Rightfully so, though. Richard Gere recently opened his stupid mouth to talk some trash about what is, without a doubt, the best Richard Gere movie in existence. I don’t really have to tell you what it is, do I? Nobody’s thinking “gee, what could he possibly have to say about Shall We Dance?” But fine, I’ll tell you anyway.
Pretty Woman. Richard Gere has something to say about Pretty Woman that isn’t “thank you, film, for being the most amazing romantic comedy that ever was and ever will be, and for putting me straight into the hearts of millions of people, and for making it possible for me and Julia Roberts to do Runaway Bride, which wasn’t half bad either.” Some people just can’t appreciate anything.
From Us Weekly:
Turns out Richard Gere thinks Pretty Woman is actually pretty terrible.
Opening up to Australia’s Woman’s Day magazine, the actor, 62, admits he’s not particularly proud of the 1990 flick that launched Julia Roberts into stardom.
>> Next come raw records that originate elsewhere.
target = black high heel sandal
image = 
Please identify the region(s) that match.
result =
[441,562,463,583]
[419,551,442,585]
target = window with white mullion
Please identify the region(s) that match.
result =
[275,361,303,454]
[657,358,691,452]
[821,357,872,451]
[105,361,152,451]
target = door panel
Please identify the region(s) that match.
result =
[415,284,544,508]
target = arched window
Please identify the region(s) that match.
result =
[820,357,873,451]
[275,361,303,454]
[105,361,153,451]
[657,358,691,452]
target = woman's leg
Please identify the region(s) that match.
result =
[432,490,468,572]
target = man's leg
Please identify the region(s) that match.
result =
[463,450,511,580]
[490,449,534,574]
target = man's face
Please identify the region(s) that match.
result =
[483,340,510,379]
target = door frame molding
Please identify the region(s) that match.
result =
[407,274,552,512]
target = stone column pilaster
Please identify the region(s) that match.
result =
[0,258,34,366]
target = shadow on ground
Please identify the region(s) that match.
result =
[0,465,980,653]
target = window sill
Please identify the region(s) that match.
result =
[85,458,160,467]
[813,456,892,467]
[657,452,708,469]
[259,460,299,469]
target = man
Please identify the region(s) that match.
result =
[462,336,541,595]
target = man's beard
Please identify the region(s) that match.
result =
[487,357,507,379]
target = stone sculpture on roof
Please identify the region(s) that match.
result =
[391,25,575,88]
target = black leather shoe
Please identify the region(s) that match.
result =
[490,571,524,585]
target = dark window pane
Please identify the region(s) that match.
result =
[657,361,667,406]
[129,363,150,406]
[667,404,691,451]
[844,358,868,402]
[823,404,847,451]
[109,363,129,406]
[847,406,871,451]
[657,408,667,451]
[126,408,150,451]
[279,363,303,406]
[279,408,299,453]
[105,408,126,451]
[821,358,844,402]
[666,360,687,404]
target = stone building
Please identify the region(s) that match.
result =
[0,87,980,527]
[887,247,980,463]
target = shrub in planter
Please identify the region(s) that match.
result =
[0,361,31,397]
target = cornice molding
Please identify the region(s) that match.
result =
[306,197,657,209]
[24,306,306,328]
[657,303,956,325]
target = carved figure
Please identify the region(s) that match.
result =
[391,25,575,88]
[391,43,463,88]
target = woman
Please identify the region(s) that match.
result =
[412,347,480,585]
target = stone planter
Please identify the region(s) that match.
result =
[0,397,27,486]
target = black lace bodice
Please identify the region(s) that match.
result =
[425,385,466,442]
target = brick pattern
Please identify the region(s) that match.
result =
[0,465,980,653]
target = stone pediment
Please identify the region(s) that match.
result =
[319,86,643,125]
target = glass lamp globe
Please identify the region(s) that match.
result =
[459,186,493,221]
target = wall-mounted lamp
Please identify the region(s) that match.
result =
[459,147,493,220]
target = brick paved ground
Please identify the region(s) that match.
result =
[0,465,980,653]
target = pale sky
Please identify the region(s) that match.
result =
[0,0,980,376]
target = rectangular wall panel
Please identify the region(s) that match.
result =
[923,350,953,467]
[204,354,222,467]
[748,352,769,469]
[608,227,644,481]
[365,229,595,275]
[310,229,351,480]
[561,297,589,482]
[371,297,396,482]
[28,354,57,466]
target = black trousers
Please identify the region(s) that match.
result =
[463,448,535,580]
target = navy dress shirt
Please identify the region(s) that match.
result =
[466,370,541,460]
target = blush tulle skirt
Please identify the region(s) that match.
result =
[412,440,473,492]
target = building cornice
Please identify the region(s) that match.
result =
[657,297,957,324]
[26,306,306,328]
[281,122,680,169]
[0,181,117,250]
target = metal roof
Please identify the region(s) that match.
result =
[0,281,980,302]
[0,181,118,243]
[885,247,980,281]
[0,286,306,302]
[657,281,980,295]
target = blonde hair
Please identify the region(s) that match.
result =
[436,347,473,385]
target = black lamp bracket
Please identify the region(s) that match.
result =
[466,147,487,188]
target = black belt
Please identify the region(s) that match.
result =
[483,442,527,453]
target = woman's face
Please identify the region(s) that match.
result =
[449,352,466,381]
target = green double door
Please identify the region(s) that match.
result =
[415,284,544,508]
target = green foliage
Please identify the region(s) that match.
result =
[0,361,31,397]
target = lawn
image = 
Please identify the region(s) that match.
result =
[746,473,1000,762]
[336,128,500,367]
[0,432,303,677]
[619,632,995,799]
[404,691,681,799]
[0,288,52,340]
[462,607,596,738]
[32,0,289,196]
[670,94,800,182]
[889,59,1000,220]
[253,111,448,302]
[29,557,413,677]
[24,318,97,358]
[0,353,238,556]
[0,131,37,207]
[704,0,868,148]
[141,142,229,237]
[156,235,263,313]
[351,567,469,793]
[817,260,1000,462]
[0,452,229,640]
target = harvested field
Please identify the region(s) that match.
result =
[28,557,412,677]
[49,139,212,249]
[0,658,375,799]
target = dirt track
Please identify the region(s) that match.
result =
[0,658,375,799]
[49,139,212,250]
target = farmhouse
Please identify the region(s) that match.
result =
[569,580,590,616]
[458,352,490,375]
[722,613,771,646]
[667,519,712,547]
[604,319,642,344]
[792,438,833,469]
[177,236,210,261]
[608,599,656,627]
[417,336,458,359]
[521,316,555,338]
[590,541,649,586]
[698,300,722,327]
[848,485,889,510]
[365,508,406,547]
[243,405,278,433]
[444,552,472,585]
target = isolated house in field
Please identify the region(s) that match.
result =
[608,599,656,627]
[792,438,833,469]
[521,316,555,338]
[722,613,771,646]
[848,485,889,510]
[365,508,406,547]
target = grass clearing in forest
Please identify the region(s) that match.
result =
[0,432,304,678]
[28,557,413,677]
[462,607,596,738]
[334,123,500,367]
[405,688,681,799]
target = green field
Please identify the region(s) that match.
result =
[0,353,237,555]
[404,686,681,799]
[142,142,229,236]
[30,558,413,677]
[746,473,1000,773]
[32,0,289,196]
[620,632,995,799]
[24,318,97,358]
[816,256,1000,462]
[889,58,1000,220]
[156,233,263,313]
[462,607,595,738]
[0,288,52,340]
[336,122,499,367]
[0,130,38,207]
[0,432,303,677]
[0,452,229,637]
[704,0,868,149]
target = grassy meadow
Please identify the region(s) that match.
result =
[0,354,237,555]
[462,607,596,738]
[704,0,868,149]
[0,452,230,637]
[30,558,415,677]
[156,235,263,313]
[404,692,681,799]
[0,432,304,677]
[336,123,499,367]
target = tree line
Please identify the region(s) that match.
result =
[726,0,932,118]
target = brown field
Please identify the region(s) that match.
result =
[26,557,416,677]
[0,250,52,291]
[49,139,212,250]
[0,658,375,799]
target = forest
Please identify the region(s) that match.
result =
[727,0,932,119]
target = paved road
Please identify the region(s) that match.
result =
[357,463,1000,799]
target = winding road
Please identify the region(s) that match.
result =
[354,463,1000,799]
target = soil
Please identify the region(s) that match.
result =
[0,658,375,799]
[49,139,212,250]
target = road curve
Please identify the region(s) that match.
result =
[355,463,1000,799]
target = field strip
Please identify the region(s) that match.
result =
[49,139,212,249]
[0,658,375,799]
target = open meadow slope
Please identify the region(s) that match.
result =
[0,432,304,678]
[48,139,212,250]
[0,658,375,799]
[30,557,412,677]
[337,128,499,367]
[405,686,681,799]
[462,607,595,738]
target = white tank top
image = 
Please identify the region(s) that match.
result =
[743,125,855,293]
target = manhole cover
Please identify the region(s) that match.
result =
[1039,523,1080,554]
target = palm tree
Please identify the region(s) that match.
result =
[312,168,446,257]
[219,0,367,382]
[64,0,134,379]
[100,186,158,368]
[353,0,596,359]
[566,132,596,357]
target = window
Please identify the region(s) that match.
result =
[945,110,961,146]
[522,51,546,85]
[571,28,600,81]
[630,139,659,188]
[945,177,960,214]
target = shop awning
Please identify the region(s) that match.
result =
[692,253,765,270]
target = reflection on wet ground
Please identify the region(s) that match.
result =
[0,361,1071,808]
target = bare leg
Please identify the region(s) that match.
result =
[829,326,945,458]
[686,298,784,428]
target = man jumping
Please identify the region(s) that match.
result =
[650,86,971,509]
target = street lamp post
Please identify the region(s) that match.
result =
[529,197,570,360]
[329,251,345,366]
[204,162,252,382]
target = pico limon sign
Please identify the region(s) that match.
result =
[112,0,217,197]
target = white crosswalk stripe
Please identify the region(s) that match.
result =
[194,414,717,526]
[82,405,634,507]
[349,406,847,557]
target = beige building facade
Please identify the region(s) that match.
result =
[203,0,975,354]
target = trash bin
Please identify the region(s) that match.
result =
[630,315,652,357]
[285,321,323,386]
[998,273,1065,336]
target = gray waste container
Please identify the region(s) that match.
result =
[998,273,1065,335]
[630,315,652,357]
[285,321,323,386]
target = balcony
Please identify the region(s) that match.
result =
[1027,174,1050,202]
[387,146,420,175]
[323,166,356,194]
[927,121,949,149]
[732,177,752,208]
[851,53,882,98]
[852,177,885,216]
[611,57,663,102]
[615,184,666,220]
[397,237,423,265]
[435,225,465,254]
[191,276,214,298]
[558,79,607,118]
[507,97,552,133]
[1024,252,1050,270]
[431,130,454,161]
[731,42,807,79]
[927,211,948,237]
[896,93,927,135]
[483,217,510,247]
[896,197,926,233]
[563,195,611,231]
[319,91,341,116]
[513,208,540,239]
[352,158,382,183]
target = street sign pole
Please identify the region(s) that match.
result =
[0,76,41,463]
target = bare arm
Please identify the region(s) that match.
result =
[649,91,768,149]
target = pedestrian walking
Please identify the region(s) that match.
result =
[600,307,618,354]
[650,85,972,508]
“It’s my least favorite thing,” Gere says. “People ask me about [it], but I’ve forgotten it. That was a silly romantic comedy.”
The film grossed over $463 million worldwide, and helped establish Roberts’ status as America’s Sweetheart–and solidified Gere’s own status as a major crush object for women everywhere.
Despite the movie’s feel-good tone, though, Gere says looking back, he has a real problem with his character’s attitudes towards life, and love. “[Pretty Woman] made [guys like Edward] seem dashing, which was so wrong,” the actor explains. “Thankfully, today, we are all more skeptical of those guys.”
First of all, Richard, no, you haven’t “forgotten it.” Pretty Woman has been out in this world for 22 years, and no one who’s seen it has forgotten it. Second of all, it has been a few years since I’ve seen this movie – mostly I just watched it obsessively when I was younger, probably between the ages of 8 and 12, because it was one of the movies my mom wouldn’t let me watch but my sister would put in for me when she was watching me (the other notable example of this was that time when I wouldn’t do my homework without watching some of Don’t Be A Menace to South Central While Drinking Your Juice in the Hood) – but I remember Richard Gere’s character being really, really sad. I never thought of him as some dashing dreamboat, I thought he was more like a really flawed dude looking for companionship in all the wrong places, just like Julia Roberts’ character, and that’s why it worked. Is that not what actually happened?
Regardless, I think it’s always a bad idea to bite the hand that feeds, especially when that hand has probably been feeding you pretty steadily for the past 20 years.